Cache¶
The MSC provides a caching system designed to improve performance when accessing remote storage objects.
How It Works¶
When a developer calls msc.open("msc://profile/path/to/data.bin")
, MSC automatically handles caching behind the scenes
if cache is configured. On the first access, the remote object is downloaded and written to the configured cache location,
making all subsequent accesses significantly faster since the data is served directly from local storage.
The cache location should be configured as an absolute filesystem path, and for optimal performance, it’s recommended to point it to high-performance storage such as NVMe drives or parallel file systems like Lustre.
To ensure data integrity in multi-process or multi-threaded environments, MSC employs filelock mechanisms that prevent concurrent writes to the same cached object. When multiple processes attempt to cache the same file simultaneously, an exclusive lock ensures only one process proceeds with the write operation while others wait, eliminating redundant downloads and potential corruption.
Note
If the profile uses a POSIX filesystem (e.g. type: file
) as the storage provider, the cache won’t be used for that profile.

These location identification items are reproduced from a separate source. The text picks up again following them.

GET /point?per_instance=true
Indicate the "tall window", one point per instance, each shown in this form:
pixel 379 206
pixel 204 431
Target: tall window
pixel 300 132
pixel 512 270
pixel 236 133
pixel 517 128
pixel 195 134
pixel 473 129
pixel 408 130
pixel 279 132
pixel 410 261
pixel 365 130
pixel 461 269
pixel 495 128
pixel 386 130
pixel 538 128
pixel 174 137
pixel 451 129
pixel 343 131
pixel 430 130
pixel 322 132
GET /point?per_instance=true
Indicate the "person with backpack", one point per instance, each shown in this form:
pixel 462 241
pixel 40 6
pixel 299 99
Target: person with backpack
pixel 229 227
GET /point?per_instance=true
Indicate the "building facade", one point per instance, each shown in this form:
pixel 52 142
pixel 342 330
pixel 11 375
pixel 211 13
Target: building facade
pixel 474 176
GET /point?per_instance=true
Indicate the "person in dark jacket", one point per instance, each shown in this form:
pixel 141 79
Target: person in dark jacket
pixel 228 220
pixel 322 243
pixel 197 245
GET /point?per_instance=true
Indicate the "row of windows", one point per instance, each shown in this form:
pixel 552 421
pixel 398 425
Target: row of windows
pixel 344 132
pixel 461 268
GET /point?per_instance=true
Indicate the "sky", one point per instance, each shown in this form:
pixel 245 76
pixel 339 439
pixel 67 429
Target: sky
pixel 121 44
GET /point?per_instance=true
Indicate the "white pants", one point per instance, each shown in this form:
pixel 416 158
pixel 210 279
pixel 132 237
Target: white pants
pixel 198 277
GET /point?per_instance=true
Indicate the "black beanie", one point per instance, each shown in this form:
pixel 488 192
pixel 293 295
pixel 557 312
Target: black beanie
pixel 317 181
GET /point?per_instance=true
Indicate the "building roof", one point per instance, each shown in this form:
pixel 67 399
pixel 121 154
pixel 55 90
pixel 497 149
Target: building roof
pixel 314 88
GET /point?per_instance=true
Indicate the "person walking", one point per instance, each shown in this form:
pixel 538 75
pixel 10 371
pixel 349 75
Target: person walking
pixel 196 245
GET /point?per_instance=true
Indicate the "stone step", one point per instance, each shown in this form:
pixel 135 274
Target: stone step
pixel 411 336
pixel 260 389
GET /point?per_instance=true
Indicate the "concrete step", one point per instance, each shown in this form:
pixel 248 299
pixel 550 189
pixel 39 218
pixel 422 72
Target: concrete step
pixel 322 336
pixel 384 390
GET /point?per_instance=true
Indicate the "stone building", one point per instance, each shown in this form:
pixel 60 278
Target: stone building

Basic Cache Configuration¶
To enable cache, you need to configure the cache location and size in the configuration file. The cache location should be
an absolute filesystem path, and the size should be a positive integer with a unit suffix (e.g. "100M"
, "100G"
).
cache:
size: 500G
location: /path/to/msc_cache
check_source_version: true # validate remote object version before serving cached copy
cache_line_size: 64M # size of chunks for partial file caching
check_source_version
replaces the older use_etag
flag (still accepted
for backward-compatibility). The default is true
(MSC validates the
remote object’s current version — for example via ETag — before serving a
cached copy). Set it to false
only if you want to skip that validation
for performance reasons or when the storage backend lacks a versioning
mechanism.
For detailed configuration options, see Configuration Reference
Partial File Caching¶
MSC supports partial file caching, which allows efficient caching of large files by downloading and storing them in smaller chunks. This is particularly useful for large files where you only need to access specific portions.
Key Features:
Chunk-based Storage: Large files are automatically split into configurable chunks (default 64MB) and stored separately in the cache.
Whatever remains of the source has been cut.